One more important note: to avoid code duplication, it's necessary to use GUID's on clients, because if they operate any other ID's we'll need to write two different implementations of any method.

Big Picture

After preparation completion, we can proceed with architecture design. Since every system instance should be able to send and receive new data, we can declare two RMQ topics: input and output. Also, because message flow must be orchestrated, queues for each system instance should be created within the output topic. The simplest strategy for a routing implementation is to use the branch office guide as a key.

So we know how to do following at the moment : 

  • Save the source event in one office.
  • Put this event to selected queues (selection could be made but it depends on the situation: read from the entity, call some additional method, use attributes etc.)

The next step is a solution for how to make output events from one office appear in the input queue of the other office.

RabbitMQ has two plugins for that: Federation and Shovel. They are quite similar, but shovel is working on a lower level and has more options to control the synchronization process, so that we'll use the second one to link queues. Shovel is very good with handling connection degradation and has lot of additional configurable options like message republishing properties, routing etc. 

Now it's time to combine all pieces in to single picture:


Aggregators here are simple RabbitMQ consumers that handle incoming messages from other offices and launch appropriate methods.

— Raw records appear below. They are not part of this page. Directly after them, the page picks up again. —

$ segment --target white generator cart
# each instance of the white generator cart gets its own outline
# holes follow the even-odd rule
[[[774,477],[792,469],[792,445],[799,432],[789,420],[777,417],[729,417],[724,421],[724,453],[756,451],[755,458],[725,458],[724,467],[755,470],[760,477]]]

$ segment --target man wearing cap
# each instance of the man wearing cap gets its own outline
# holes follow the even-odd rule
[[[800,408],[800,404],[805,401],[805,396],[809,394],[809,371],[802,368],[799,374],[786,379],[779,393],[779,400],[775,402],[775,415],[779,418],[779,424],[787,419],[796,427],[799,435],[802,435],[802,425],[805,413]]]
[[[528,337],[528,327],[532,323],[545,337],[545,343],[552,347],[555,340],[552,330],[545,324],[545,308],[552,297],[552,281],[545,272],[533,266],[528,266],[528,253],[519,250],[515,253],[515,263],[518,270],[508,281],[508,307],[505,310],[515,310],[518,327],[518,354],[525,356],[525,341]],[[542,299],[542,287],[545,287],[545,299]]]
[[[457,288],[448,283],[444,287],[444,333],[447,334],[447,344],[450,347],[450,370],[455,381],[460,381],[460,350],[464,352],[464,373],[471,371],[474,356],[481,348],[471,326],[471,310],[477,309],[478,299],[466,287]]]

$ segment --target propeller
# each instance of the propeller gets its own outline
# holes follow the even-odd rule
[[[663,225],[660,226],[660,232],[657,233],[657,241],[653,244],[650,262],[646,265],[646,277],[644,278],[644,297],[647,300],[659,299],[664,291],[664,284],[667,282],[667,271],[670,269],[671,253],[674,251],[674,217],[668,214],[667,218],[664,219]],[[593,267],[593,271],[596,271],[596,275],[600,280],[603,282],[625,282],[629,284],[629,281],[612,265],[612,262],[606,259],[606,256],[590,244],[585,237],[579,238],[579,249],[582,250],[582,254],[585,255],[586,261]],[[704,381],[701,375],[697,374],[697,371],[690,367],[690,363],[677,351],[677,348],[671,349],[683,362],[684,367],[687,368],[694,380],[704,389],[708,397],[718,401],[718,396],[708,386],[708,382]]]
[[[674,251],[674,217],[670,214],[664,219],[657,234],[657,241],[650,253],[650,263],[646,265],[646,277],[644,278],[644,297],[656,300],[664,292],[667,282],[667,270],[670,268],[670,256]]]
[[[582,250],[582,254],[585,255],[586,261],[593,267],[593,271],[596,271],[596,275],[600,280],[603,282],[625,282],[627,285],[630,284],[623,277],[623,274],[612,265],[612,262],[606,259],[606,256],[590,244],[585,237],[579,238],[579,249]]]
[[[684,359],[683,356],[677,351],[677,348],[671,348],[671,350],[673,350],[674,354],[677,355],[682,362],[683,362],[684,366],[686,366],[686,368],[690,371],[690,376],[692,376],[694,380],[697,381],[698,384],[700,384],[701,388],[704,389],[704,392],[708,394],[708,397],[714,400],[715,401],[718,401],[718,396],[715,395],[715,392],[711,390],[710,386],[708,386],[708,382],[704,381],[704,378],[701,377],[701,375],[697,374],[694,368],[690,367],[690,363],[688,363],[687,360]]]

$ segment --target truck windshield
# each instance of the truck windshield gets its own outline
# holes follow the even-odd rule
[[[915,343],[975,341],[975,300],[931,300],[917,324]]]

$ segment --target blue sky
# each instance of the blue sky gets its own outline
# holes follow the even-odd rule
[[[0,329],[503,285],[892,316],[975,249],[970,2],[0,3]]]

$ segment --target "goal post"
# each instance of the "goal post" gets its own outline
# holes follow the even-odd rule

One other problem is restoring transferred params. From my point of view the best way is to use Json.Net with type serialization and restore them on a remote system instance with a small hack:

private object[] GetParams(MethodInfo methodInfo, ExchangeInformation information, ExchangeMessage message)  
{  
    ParameterInfo[] methodParams = methodInfo.GetParameters();  
    var listParams = new List<object>();  
    var inputParms = JsonConvert.DeserializeObject<List<JObject>>(information.InputParamsString);  
    for (int ii = 0; ii < methodParams.Length; ii++)  
    {  
        var jObject = JsonConvert.DeserializeObject<JObject>(information.OutputValueString);  
        string typeName = jObject["$type"].ToString();  
        listParams.Add(jObject.ToObject(Type.GetType(typeName)));  
    }  
    return listParams.ToArray();  
}  

Surely appropriate conditions for params count mismatch, so valid deserialization and so on are required.

Conclusions

The approach I've described is very easy to implement and it has lots of additional places that can be customized. For example, any other method can be executed before/instead of/after restoration on a target branch to change the logic of DOM behavior. 

The main issue is that collisions can occur if two BOs edit same object at the same time. Actually, it's not hard to track this situation by adding a hash to EntityBase. Nevertheless, a human's decision is needed to resolve conflicts, so a simple UI is necessary in the HO where the operator can choose which data is correct.